Implementing Touch Sensitive Microfiber Devices with Children's Feet
Received: 06-Dec-2022 / Manuscript No. crfa-22-83833 / Editor assigned: 08-Dec-2022 / PreQC No. crfa-22-83833 / Reviewed: 22-Dec-2022 / QC No. crfa-22-83833 / Revised: 24-Dec-2022 / Manuscript No. crfa-22-83833 / Published Date: 31-Dec-2022
Keywords
Foot; Polyester fabric
Editorial
Microfiber Devices for Children's Feet
Recognizing foot growth can help parents anticipate people's hormonal problems and determine when to purchase new shoes. To what extent footwear influences the structural growth of the feet and related locomotor behaviours is yet unknown to orthopedists. Given that children's shoes are considered disposable because of their quick foot growth, parents will only purchase a low-cost brand. Consumers' opinions on children's shoes are not addressed since they are not fully aware of barefoot literacy. This study intends to measure the development and growth of a child's feet, specifically the length of the foot, by integrating knitting smart textile sensors into children's shoes [1-3]. Two prototype arrangements were evaluated on 30 kids, each of whom placed their feet inside the instrumented shoes for ten seconds. Their toes' distance from the sensor was used to correlate capacitance data, which were then verified against shoe size and foot length. Foot length and capacitance readings were modelled using linear regression. (p-value = 0.01, standard error = 0.08; determined to be statistically significant) This regression model. The findings of this study suggest that knitted textile sensors can be used within shoes to provide a thorough understanding of kid foot growth [4].
According to research on foot morphology, throughout the first three years of life, the foot lengthens by about 2 mm each month. For children aged one to five years, various foot-growth rates have been found in more thorough research.

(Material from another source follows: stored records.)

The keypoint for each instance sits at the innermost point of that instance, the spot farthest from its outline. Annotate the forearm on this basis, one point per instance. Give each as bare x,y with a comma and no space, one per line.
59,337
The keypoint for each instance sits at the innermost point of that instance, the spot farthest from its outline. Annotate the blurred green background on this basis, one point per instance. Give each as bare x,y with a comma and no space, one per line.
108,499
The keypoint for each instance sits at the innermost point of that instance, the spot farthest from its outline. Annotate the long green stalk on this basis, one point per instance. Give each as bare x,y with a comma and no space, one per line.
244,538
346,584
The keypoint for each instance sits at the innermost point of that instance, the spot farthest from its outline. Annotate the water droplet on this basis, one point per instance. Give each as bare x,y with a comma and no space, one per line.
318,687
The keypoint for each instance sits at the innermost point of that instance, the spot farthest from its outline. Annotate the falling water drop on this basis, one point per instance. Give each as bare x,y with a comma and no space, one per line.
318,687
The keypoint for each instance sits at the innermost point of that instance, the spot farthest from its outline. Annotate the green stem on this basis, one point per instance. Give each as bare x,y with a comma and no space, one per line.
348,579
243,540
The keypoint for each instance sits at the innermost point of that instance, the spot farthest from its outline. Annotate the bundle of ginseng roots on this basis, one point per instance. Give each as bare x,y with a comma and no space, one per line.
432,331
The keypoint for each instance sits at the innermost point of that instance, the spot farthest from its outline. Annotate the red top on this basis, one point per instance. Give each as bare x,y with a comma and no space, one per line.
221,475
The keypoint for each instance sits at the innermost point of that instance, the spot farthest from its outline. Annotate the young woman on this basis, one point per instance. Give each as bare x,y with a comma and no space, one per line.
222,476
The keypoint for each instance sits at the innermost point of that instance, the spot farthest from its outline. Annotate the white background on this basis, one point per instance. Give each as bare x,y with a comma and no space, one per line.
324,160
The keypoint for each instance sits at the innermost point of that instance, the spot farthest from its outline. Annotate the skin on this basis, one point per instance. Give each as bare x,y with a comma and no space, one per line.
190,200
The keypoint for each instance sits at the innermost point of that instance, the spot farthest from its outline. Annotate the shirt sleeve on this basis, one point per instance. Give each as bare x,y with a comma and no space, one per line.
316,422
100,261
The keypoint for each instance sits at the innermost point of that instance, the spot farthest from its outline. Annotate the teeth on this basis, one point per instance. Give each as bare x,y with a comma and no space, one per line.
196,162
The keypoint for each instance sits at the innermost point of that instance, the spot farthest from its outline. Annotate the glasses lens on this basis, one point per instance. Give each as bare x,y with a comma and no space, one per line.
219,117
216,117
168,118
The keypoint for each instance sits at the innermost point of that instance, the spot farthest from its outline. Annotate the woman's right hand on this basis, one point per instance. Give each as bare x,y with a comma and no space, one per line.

old. Growth rates for both sexes are comparable; Boys' feet, on the other hand, are more likely to become one size longer and one size wider. Additionally, it is suggested that the moment a child begins to stand and walk has a significant impact on the development of their foot. The majority of manufacturers produce miniature adult shoes. However, the foot anatomy and characteristics of children's and particularly toddlers' feet differ from those of adults' feet. During earliest stages, there is no requirement for a shoe as they won't walk. The sole function of the shoe is to provide protection from the weather and the environment from the time that they begin to walk, which is between the ages of one and two [5-7]. Because of this, shoes for children of this age need to be extremely pliable and supple in order to give them the freedom to move around like they were barefoot. Because they put extra stress on the joints in the feet and ankles, thick soles would hinder the development of the foot. The question of whether footwear influences the structural development of the feet and the associated locomotor behavior is still unanswered by podiatrists. The occurrence of a child's growth spurt and an indication of when to purchase new shoes can both benefit from information on foot growth. There is a lack of information regarding when parents purchase new shoes and how their children's feet grow inside these shoes, despite the fact that research on foot growth is known to be one of the best indicators of a growth spurt and possibly of various diseases. The development and validation of in-shoe monitoring tools for observing the growth and development of children's feet, including foot shape and structure (anthropometric parameters) and specifically foot length, are described in this study [8].
Foot lengths is typically measured without shoes on. The child's heel must line up with the curved portion of the standard foot measurement apparatus before a vertical bar is raised till it contacts the child's longest toe. The number at which this bar ends represents the child's foot size. The heel should ideally rest on the heel counter. This, in addition to the entire shoe upper, which firmly secures the foot inside the shoe, is created to hold the heel in position, giving the feet greater stability during variable movements.This establishes a foundation for the placement of the sensors. Since the heel will always be inside the heel counter, there won't be much alteration to the heel. Since the toe area would experience the greatest variation in length, it is the optimal location for the sensors. Additionally, this location is perfect because layers here are simple to conceal and fit. In the process of making shoes, polyester fabric is positioned as shown between the inside layer and the outside layer that serves as protection. The toe area is hardened by the polyester material (known as a toe puff) [9,10], which keeps the shoe in form and gives further protection from scuffing during child play.
References
- Park S, Lee W, Kim S (2003) The relative risks of the metabolic syndrome defined by adult treatment panel iii according to insulin resistance in Korean population. J Korean Med Sci 64: 552-560.
- Haffner SM, Valdez RA, Hazuda HP, Mitchell BD, Morales PA (1992) Prospective analysis of the insulin-resistance syndrome (syndrome x). Diabetes 41: 715-722.
- Hong E (2015) The mediating effect of self-efficacy in the relationship between diabetes knowledge and health promoting behaviors: Focus on gender differentiation. J Korean Acad Soc Nurs Educ 21: 509-517.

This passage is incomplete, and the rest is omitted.